Pistorius Prosecutor Says Runner Deliberately Fired Four Shots Into Bathroom To Kill His Girlfriend
YouTube/APOn Tuesday "Blade Runner" Oscar Pistorius maintained that he shot his girlfriend by mistake as prosecutors charged the double-amputee Olympian with premeditated murder, Jon Gambrell and Gerald Imray of The Associated Press report.
Prosecutor Gerrie Nel said that after a shouting match, Pistorius put on his artificial legs and walked the 20 or so feet to his bedroom before firing four handgun rounds into the locked bathroom door, killing his Reeva Steenkamp in cold blood.

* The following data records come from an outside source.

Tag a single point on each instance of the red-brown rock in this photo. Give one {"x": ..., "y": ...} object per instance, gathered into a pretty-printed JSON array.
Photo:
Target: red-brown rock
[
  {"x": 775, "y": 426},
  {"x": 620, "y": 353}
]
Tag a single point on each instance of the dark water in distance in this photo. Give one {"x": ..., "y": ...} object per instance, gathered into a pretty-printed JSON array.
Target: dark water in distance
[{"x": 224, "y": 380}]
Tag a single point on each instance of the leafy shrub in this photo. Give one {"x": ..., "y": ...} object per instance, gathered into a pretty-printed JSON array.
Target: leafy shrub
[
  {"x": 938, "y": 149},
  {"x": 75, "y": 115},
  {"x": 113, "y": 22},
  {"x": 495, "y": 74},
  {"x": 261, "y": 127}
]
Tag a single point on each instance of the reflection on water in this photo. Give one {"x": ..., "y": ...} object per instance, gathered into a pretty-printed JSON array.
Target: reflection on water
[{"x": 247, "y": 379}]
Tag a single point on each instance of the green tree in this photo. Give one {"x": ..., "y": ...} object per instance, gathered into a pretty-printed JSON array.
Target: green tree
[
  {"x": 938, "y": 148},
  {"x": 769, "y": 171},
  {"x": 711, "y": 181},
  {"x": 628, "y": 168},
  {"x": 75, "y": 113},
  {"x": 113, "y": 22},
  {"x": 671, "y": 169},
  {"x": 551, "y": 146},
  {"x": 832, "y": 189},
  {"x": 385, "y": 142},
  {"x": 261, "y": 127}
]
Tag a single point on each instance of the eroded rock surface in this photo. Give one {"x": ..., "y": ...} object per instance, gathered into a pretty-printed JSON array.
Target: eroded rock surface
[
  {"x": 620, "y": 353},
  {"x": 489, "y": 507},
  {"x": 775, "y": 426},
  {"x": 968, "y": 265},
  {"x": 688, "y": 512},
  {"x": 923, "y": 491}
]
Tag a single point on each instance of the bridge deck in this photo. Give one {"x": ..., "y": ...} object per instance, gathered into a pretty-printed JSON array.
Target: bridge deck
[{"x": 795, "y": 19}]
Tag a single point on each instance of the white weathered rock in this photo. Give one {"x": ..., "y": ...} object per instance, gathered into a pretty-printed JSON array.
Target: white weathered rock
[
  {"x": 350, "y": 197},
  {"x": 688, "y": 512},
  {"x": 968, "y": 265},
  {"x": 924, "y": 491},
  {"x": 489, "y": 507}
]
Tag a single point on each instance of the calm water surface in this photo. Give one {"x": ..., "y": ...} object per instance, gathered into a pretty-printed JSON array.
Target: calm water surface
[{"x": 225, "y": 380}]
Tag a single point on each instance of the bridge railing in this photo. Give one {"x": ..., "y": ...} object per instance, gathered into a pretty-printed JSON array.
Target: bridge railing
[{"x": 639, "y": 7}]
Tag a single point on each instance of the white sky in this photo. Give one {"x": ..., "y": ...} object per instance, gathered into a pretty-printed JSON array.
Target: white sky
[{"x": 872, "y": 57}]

"If I arm myself, walk a distance and murder a person, that is premeditated," Nel said, noting that a burglar is unlikely to lock the bathroom door. "The door is closed. There is no doubt. I walk seven meters and I kill."
The defense contended that the facts surrounding the shooting in the early hours of Thursday were unclear.
"Was it to kill her, or was it to get her out?" defense lawyer Barry Roux asked about the broken-down door. "We submit it is not even murder. There is no concession this is a murder."
Pistorius, 26, said in an affidavit read by Roux that he felt vulnerable because he wasn't wearing his prosthetic legs when he fired at the bathroom door — thinking a burglar had entered his home. Only then, according to the sworn statement, did he realize that Steenkamp, 29, was not in his bed.
"It filled me with horror and fear," according to the statement, which Pistorius couldn't read the statement because he was sobbing.
The defense says Pistorius then put on his prosthetic legs and tried kicking down the door before bashing it in with a cricket bat to find Steenkamp, 29, shot inside. He said he ran downstairs with her to try and save her, but "She died in my arms."
The Valentine's Day shooting death has shocked South Africa and Olympic fans everywhere as last year Pistorius became the first double-amputee track athlete to run at the Olympics. (The runner was born without fibula bones and had them amputated when he was 11 months old.)
The magistrate ruled that Pistorius faces the harshest bail requirements available in South African law. A conviction of premeditated murder carries a mandatory sentence of life in jail.
Pistorius will now have to prove "exceptional circumstances" for any chance to earn bail.